Resta il fatto che un accordo tra la Grecia e i suoi creditori, "consentirebbe all'economia greca - dice l’ex-premier greco, Lucas Papademos - di beneficiare del quantitative easing della Bce. Questo accordo avrebbe benefici diretti e indiretti, eliminerebbe alcune delle limitazioni che il sistema bancario ha nell'erogazione dei prestiti”.  A giudizio di Papademos, inoltre,  “un motivo importante per raggiungere l'accordo sulle riforme è che migliorerebbe il funding delle banche greche e consentirebbe all'economia greca di beneficiare delle aste tltro. L'accordo implica una vigorosa implementazione delle politiche che portino a rilanciare la crescita e allo stesso tempo assicurino una sostenibile riduzione del debito”.
 
Tra controproposte e proposte respinte, la Grecia si trova adesso a duellare con i creditori, senza una bozza d'accordo per sbloccare gli aiuti, sollevando forti dubbi sul pagamento di 1,5 miliardi di euro al Fondo Monetario Internazionale, che scade in giorno stesso dell'intero piano di salvataggio. I punti sollecitati dai creditori, da inserire nel pacchetto di proposte complessivo, devono tassativamente includere la riduzione delle pensioni e l'aumento delle imposte sulle vendite di beni e servizi. Come controproposta condizionale, la Grecia vorrebbe anche una riduzione del debito.  
 
Ma qual è l’impatto che tutto questo polverone ha generato sui mercati internazionali? Mentre le trattative sono ancora in stallo per il momento i mercati tengono, confidando probabilmente in uno sviluppo positivo. Sviluppo che potrebbe venire dai continui incontri dell’Eurogruppo a Bruxelles. Sul tavolo ci sono due documenti in discussione. I greci ripropongono la lista messa a punto nei giorni scorsi e considerata ancora insufficiente dalle istituzioni, che a loro volta mettono sul tavolo la loro controproposta, rifiutata nelle scorse ore da Atene. Le divergenze non sarebbero tali da impedire un accordo, sostiene una fonte ufficiale del governo greco. “La proposta del governo greco - spiega - è complessiva. Le differenze sono piccole, inconsistenti e non abbastanza grandi da giustificare un mancato accordo finale”. In particolare Atene avrebbe proposto misure alternative per coprire l'impatto del mantenimento delle agevolazioni fiscali alla isole, che rappresenta una modifica rispetto al programma presentato lunedì scorso da Atene. 

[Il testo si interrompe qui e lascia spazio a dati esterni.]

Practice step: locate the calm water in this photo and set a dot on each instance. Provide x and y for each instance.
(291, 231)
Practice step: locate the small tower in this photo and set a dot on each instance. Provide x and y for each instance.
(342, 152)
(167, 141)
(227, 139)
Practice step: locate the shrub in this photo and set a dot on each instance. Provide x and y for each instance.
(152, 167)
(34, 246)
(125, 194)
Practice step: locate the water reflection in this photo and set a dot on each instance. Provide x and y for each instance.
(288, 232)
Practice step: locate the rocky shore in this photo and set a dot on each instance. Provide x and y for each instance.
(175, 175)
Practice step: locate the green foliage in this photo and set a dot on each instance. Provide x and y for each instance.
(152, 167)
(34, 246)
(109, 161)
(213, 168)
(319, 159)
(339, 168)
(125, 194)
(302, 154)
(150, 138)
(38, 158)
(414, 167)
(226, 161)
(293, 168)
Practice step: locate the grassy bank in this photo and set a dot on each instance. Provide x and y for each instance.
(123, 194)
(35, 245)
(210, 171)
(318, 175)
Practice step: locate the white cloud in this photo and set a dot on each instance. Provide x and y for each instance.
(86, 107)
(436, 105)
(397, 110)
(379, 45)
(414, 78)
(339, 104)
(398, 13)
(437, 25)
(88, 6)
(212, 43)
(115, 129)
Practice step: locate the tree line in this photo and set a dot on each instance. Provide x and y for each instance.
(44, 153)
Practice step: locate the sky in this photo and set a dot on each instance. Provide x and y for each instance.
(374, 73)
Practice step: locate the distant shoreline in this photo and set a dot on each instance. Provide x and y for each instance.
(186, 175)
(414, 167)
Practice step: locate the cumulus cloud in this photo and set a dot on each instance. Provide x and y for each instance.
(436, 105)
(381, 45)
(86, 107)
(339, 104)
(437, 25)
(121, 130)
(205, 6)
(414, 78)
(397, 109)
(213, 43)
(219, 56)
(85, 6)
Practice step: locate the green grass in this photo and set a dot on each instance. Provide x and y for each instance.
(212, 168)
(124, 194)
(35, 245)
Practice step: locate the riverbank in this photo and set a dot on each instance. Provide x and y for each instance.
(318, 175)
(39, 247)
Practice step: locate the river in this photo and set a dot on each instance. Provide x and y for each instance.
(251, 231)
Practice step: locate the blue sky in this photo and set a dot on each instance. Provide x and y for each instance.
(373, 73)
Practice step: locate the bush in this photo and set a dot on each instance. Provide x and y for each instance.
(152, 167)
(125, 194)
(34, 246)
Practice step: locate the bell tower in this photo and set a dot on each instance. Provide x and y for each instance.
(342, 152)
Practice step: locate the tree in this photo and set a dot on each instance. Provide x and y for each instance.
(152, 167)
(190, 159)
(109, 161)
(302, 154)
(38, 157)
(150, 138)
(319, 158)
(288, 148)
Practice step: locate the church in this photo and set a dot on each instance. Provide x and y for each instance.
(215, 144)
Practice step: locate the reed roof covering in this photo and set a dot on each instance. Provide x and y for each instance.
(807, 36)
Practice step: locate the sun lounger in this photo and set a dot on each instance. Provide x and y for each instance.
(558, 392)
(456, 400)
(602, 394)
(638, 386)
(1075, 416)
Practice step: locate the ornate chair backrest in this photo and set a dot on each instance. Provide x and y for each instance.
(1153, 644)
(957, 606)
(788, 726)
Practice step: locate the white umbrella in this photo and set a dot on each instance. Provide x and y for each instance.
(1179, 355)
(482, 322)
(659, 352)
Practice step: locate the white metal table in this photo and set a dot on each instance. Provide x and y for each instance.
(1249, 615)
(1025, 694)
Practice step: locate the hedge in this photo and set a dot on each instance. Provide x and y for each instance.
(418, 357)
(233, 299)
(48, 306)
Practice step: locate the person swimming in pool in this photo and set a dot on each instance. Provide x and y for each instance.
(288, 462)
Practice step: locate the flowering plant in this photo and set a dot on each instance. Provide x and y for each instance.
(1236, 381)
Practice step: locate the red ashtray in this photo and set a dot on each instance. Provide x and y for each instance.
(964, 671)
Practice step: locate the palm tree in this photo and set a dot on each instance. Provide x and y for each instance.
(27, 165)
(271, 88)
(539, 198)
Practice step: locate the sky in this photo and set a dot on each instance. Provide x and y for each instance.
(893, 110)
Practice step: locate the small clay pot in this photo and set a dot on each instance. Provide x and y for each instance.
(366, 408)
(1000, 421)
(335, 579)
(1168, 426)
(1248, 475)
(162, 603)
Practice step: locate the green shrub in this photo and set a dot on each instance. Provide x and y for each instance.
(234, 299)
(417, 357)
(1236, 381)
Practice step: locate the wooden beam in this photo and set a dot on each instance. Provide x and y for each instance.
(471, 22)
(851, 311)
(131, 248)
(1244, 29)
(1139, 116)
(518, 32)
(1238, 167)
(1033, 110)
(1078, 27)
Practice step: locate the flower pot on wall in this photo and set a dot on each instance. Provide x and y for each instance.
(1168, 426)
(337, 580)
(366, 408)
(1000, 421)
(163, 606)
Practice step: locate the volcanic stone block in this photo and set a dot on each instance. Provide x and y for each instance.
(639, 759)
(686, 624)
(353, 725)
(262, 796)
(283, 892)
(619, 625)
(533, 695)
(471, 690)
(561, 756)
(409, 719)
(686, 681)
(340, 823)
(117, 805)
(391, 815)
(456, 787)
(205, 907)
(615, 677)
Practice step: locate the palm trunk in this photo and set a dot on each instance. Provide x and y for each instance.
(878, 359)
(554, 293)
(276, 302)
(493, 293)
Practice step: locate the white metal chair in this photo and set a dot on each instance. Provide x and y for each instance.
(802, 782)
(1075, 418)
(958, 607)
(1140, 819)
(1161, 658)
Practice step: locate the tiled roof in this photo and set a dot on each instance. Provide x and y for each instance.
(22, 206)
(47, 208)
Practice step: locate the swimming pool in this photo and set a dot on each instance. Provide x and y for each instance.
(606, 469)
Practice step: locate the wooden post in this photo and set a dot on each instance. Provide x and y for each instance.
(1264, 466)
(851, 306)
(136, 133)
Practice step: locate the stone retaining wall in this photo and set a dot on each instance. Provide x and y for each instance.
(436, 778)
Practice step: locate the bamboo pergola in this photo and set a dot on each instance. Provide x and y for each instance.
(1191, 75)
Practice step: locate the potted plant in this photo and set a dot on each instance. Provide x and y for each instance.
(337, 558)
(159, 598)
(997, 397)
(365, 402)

Comunque vada il negoziato, che prima o poi finirà, cosa succederà della Grecia ingabbiata dentro i paletti decisi dall'Europa? Di sicuro non basta a far ripartire il Paese una cura da cavallo che agisce in gran parte sulle contrazioni di spese. Servirebbe un Piano Marshall che rivitalizzi l'apparato industriale greco, che individui nuove e originali strategie di sviluppo. Una sola fonte di entrate, il turismo, non è sufficiente a garantire, nel lungo periodo, la stabilità finanziaria di Atene. Bisognerebbe che si verificasse un "miracolo" come quello vissuto da Atene 60 anni fa. I tassi di sviluppo greci erano ai massimi durante gli anni '50, con picchi oltre il 10% annuo, vicini a quelli che caratterizzano le economie asiatiche. Anche la produzione industriale crebbe ogni anno del 10%, specialmente negli anni '60. Il rapido recupero dell'economia greca a partire dal 1949 fu facilitato da diversi interventi, che inclusero (oltre al Piano Marshall, così come in altri Paesi europei) una drastica svalutazione della dracma, l'attrazione di investimenti stranieri, un significativo sviluppo dell'industria chimica, la crescita dei settori del turismo e dei servizi in generale e, non ultima, un'imponente attività di ricostruzione, connessa a grandiosi progetti infrastrutturali ed alla riedificazione delle città greche. Ecco, da luglio in poi, il governo greco dovrebbe pensare a qualcosa che ridia impulso all'economia ellenica attraendo nei suoi confini non solo turisti, ma anche investitori stranieri. Le trattative di Bruxelles devono servire a  questo: salvare la Grecia e non solo salvare la faccia dell'Europa.